The sun for dominion in the day for [is] for ever covenant loyalty his.
9 De maan en sterren tot heerschappij in den nacht; want Zijn goedertierenheid is in der eeuwigheid.
The moon and stars for dominion in the night for [is] for ever covenant loyalty his.
10 Dien, Die de Egyptenaren geslagen heeft in hun eerstgeborenen; want Zijn goedertierenheid is in der eeuwigheid.
To [one who] struck down Egypt firstborn their for [is] for ever covenant loyalty his.
11 En heeft Israel uit het midden van hen uitgebracht; want Zijn goedertierenheid is in der eeuwigheid.
And he brought out Israel from among them for [is] for ever covenant loyalty his.
12 Met een sterke hand, en met een uitgestrekte arm; want Zijn goedertierenheid is in der eeuwigheid.
By a hand strong and by an arm outstretched for [is] for ever covenant loyalty his.
13 Dien, Die de Schelfzee in delen deelde; want Zijn goedertierenheid is in der eeuwigheid.
To [one who] cut [the] sea of reed[s] into pieces for [is] for ever covenant loyalty his.
14 En voerde Israel door het midden van dezelve; want Zijn goedertierenheid is in der eeuwigheid.
And he made pass Israel in [the] middle of it for [is] for ever covenant loyalty his.
15 Hij heeft Farao met zijn heir gestort in de Schelfzee; want Zijn goedertierenheid is in der eeuwigheid.
And he shook off Pharaoh and army his in [the] sea of reed[s] for [is] for ever covenant loyalty his.
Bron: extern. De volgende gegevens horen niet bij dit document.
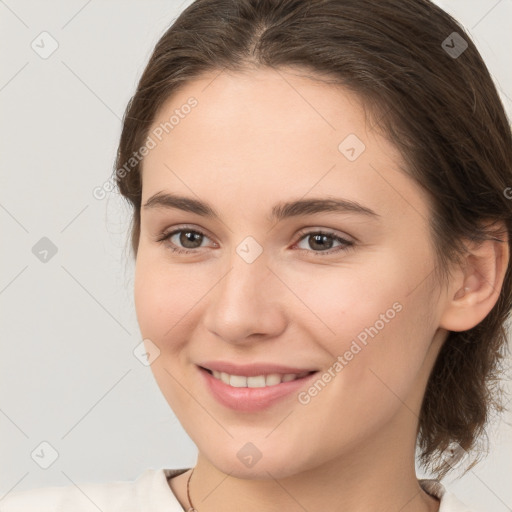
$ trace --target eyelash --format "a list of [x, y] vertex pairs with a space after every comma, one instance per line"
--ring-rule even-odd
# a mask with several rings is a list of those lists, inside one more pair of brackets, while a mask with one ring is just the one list
[[[188, 228], [188, 227], [180, 227], [179, 229], [175, 229], [173, 231], [170, 231], [168, 233], [164, 232], [162, 233], [159, 238], [157, 238], [157, 242], [159, 243], [163, 243], [165, 242], [166, 240], [169, 240], [173, 235], [175, 235], [176, 233], [181, 233], [181, 232], [184, 232], [184, 231], [187, 231], [187, 232], [190, 232], [190, 233], [197, 233], [197, 234], [200, 234], [206, 238], [209, 238], [208, 235], [206, 235], [205, 233], [203, 233], [201, 230], [199, 229], [192, 229], [192, 228]], [[308, 250], [308, 249], [298, 249], [299, 251], [305, 251], [305, 252], [308, 252], [308, 253], [313, 253], [315, 256], [329, 256], [329, 255], [332, 255], [332, 254], [335, 254], [335, 253], [338, 253], [338, 252], [341, 252], [341, 251], [347, 251], [349, 249], [353, 249], [355, 243], [350, 241], [350, 240], [347, 240], [345, 238], [342, 238], [338, 235], [336, 235], [335, 233], [333, 232], [330, 232], [330, 231], [324, 231], [324, 230], [317, 230], [317, 231], [301, 231], [299, 232], [299, 240], [296, 242], [296, 243], [299, 243], [302, 241], [302, 239], [306, 238], [307, 236], [309, 235], [325, 235], [325, 236], [329, 236], [331, 238], [333, 238], [335, 241], [337, 242], [340, 242], [342, 245], [337, 247], [336, 249], [329, 249], [327, 251], [313, 251], [313, 250]], [[173, 251], [173, 252], [176, 252], [176, 253], [179, 253], [179, 254], [190, 254], [190, 253], [195, 253], [197, 252], [197, 250], [199, 248], [196, 248], [196, 249], [181, 249], [180, 247], [172, 247], [172, 246], [168, 246], [168, 248]]]

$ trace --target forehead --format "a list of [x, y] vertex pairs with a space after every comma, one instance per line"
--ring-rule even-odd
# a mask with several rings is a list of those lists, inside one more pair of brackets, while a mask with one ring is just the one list
[[179, 189], [256, 206], [311, 191], [405, 207], [390, 173], [406, 196], [419, 193], [400, 171], [396, 148], [372, 130], [361, 99], [298, 70], [208, 73], [162, 105], [150, 135], [155, 131], [143, 163], [143, 201]]

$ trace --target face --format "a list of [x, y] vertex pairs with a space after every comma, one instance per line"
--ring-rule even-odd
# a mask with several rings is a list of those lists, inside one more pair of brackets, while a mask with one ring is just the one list
[[[214, 73], [170, 98], [151, 133], [135, 305], [200, 454], [279, 478], [414, 442], [443, 305], [429, 203], [360, 100], [291, 69]], [[212, 362], [316, 373], [228, 389], [200, 368]]]

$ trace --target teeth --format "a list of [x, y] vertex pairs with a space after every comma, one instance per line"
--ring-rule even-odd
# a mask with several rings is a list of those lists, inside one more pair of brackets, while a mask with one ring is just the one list
[[221, 380], [224, 384], [229, 384], [234, 388], [264, 388], [268, 386], [275, 386], [281, 382], [289, 382], [291, 380], [299, 379], [309, 374], [304, 373], [271, 373], [269, 375], [256, 375], [254, 377], [245, 377], [244, 375], [229, 375], [225, 372], [218, 372], [212, 370], [213, 376]]

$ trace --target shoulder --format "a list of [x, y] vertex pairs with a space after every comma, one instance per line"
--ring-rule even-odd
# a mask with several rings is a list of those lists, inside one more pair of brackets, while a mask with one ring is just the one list
[[469, 508], [455, 494], [448, 491], [439, 480], [419, 480], [421, 487], [440, 500], [439, 512], [480, 512]]
[[[1, 512], [141, 512], [162, 502], [172, 505], [164, 469], [147, 469], [134, 481], [80, 483], [9, 492]], [[163, 501], [162, 501], [163, 500]], [[172, 512], [173, 508], [168, 509]], [[180, 510], [180, 509], [178, 509]]]

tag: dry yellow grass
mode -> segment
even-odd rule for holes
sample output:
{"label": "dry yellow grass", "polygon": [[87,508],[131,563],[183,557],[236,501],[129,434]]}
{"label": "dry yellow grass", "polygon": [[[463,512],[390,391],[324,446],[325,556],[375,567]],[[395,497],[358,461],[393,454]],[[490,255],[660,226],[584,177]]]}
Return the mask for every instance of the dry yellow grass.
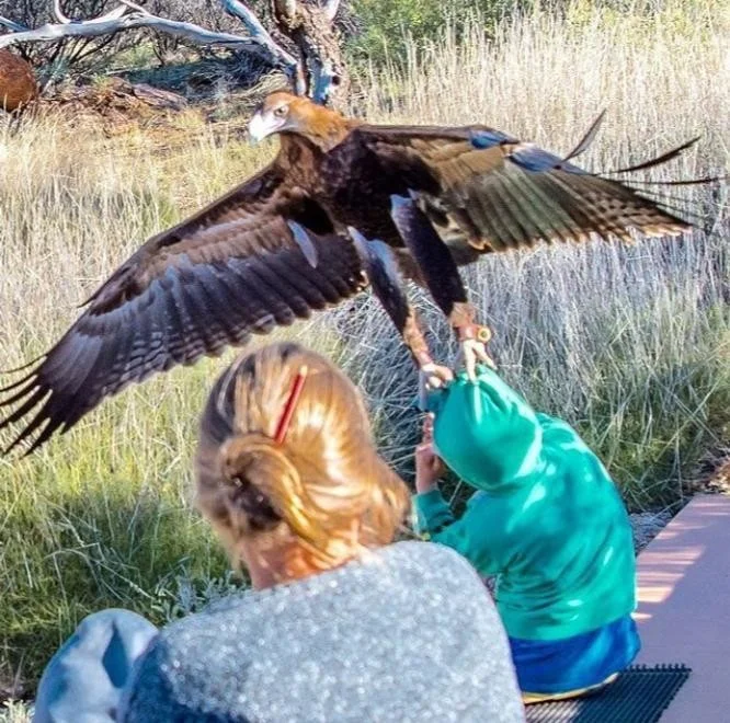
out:
{"label": "dry yellow grass", "polygon": [[[459,42],[446,33],[407,67],[364,73],[358,106],[378,120],[488,123],[557,151],[606,107],[581,159],[590,168],[702,134],[653,177],[725,173],[727,14],[704,8],[685,2],[682,13],[652,19],[577,4],[567,19],[506,22],[493,42],[476,26]],[[170,134],[106,138],[62,117],[0,130],[1,367],[42,352],[142,240],[273,151],[221,141],[192,115]],[[693,459],[726,439],[730,422],[727,188],[684,197],[714,221],[710,236],[629,251],[540,250],[469,274],[510,381],[578,424],[637,506],[680,497]],[[444,329],[434,329],[446,356]],[[306,331],[367,391],[384,449],[407,461],[414,380],[377,305],[357,303]],[[0,459],[0,675],[33,680],[88,611],[126,606],[160,620],[171,605],[190,608],[185,585],[223,574],[225,561],[187,504],[196,418],[223,364],[129,389],[32,459]]]}

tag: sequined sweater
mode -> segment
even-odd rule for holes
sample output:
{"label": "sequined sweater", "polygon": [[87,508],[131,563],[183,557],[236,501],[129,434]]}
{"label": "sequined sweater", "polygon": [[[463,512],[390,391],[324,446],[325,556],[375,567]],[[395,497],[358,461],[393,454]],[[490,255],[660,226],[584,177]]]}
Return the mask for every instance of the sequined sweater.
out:
{"label": "sequined sweater", "polygon": [[119,721],[524,721],[506,636],[470,565],[398,542],[164,628]]}

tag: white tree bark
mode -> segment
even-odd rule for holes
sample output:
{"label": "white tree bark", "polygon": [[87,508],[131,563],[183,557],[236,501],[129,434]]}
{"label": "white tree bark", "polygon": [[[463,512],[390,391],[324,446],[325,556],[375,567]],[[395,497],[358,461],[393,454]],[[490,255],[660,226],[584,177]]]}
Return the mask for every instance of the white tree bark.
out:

16 Die Zijn volk door de woestijn geleid heeft; want Zijn goedertierenheid is in der eeuwigheid.
To [one who] led people his in the wilderness for [is] for ever covenant loyalty his.
17 Die grote koningen geslagen heeft; want Zijn goedertierenheid is in der eeuwigheid.
To [one who] struck down kings great for [is] for ever covenant loyalty his.
18 En heeft heerlijke koningen gedood; want Zijn goedertierenheid is in der eeuwigheid.
And he killed kings mighty for [is] for ever covenant loyalty his.
19 Sihon, den Amorietischen koning; want Zijn goedertierenheid is in der eeuwigheid.
To Sihon [the] king of the Amorites for [is] for ever covenant loyalty his.
20 En Og, den koning van Basan; want Zijn goedertierenheid is in der eeuwigheid.
And to Og [the] king of Bashan for [is] for ever covenant loyalty his.
21 En heeft hun land ten erve gegeven; want Zijn goedertierenheid is in der eeuwigheid.
And he gave land their to an inheritance for [is] for ever covenant loyalty his.
22 Ten erve aan Zijn knecht Israel; want Zijn goedertierenheid is in der eeuwigheid.
An inheritance to Israel servant his for [is] for ever covenant loyalty his.
23 Die aan ons gedacht heeft in onze nederigheid; want Zijn goedertierenheid is in der eeuwigheid.
Who in low condition our he remembered us for [is] for ever covenant loyalty his.
24 En Hij heeft ons onzen tegenpartijders ontrukt; want Zijn goedertierenheid is in der eeuwigheid.
And he rescued us from foes our for [is] for ever covenant loyalty his.
25 Die allen vlees spijs geeft; want Zijn goedertierenheid is in der eeuwigheid.
[he is] giving Food to all flesh for [is] for ever covenant loyalty his.
26 Looft den God des hemels; want Zijn goedertierenheid is in der eeuwigheid.
Give thanks to [the] God of the heavens for [is] for ever covenant loyalty his.